Recent studies suggest that angiogenic dysregulation in utero impairs fetal pulmonary vascular development and arrests normal alveolarization, potentially contributing to the pathogenesis of bronchopulmonary dysplasia (BPD). Since reduced utero-placental perfusion (RUPP) induced hypertension is associated with angiogenic imbalance (soluble fms-like tyrosine kinase-1, sFlt-1; and vascular endothelial growth factor, VEGF) in the maternal circulation and amniotic fluid, we hypothesized it would result in abnormal alveolarization, diminished pulmonary vascular development, and impaired VEGF signaling in the fetal rat lung. Fetal lung tissue and amniotic fluid were collected on day 19 of gestation from RUPP and normal pregnancies (NP). A second cohort delivered pups that were weighed at birth and lungs were collected at 10 weeks of age. Fetuses from RUPP pregnancies were smaller at day 19 (2.1 vs. 2.6 g; P<0.05) of gestation and at birth (6.1 vs. 6.7 g; P<0.05) than NP offspring. Preliminary data suggests that RUPP offspring may have reduced (20% decrease) pulmonary vascularity and alveolar simplification (45% decrease in alveolar space) when compared to normal pregnant controls. VEGF receptor-2 was decreased (48%; P< 0.05) in the lungs of day 19 RUPP offspring.

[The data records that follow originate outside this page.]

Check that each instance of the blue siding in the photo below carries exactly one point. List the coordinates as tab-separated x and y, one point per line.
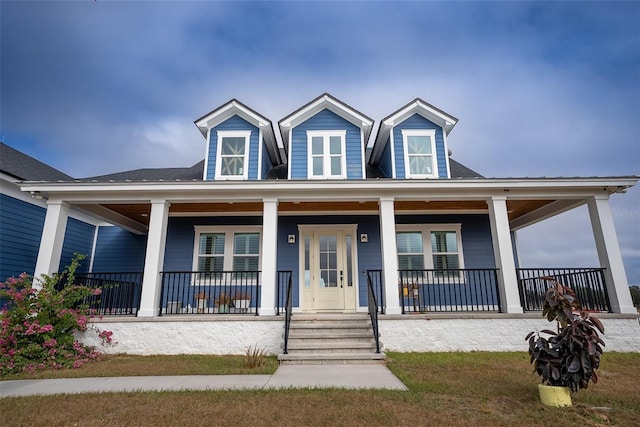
326	120
477	244
78	238
233	123
178	254
418	122
385	164
20	233
118	250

These data suggest that chronic placental insufficiency has detrimental effects on the developing pulmonary vasculature and alveoli, and support the hypoth- esis that angiogenic imbalance in utero may play an important role in the pathogenesis of BPD

AICAR Administration Promotes a Cytoprotective and Pro-Angiogenic Stimulation in an Ex Vivo Model of Placental Ischemia

Presenter : Sarah Johnson

Mentor : Jeffrey Gilbert

Major : Biology/Human Physiology

Poster 28

The pregnancy-specific hypertension known as preeclampsia (PE) is widely observed worldwide and is recognized as a leading contributor to sickness and death of a mother and her baby. This pervasive condition is yet to be fully characterized, as is an effective therapy of symptom relief outside of inducing early delivery. We have recently reported treatment with an adenosine-mimetic, AICA-riboside (AICAR), in an experimental model of PE reduces the onset of PE-like characteristics; however, the underlying mechanisms are poorly understood. Therefore, our hypothesis was AICAR would initiate cytoprotective and pro-angiogenic stimulation in cultured placental tissue explants, and this effect would be mediated by the adenosine (ENT1/2) transporter. Tissues were cultured at 37°C for 12 hours in physiologic normoxic (8% O2) or hypoxic (1.5% O2) conditions, and treated with AICAR (2mM) and an adenosine transporter blocker (dipyridamole, DPM) (100μM). Explants treated with AICAR exhibited a decreased (P<0.05) secreted sFlt-1 in both O2 conditions, and DPM blocked this effect. The energy regulatory protein AMPKα phosphorylation was elevated in the tissues treated with AICAR, but was not statistically significant (0.1>P>0.05). Through modeling placental ischemia ex vivo, we have demonstrated AICAR decreas- es placental secretion of sFlt-1, mediated by adenosine transport activity. In concert with our previous in vivo studies with AICAR, this study further supports a placental specific mechanism of AICAR’s actions in vivo.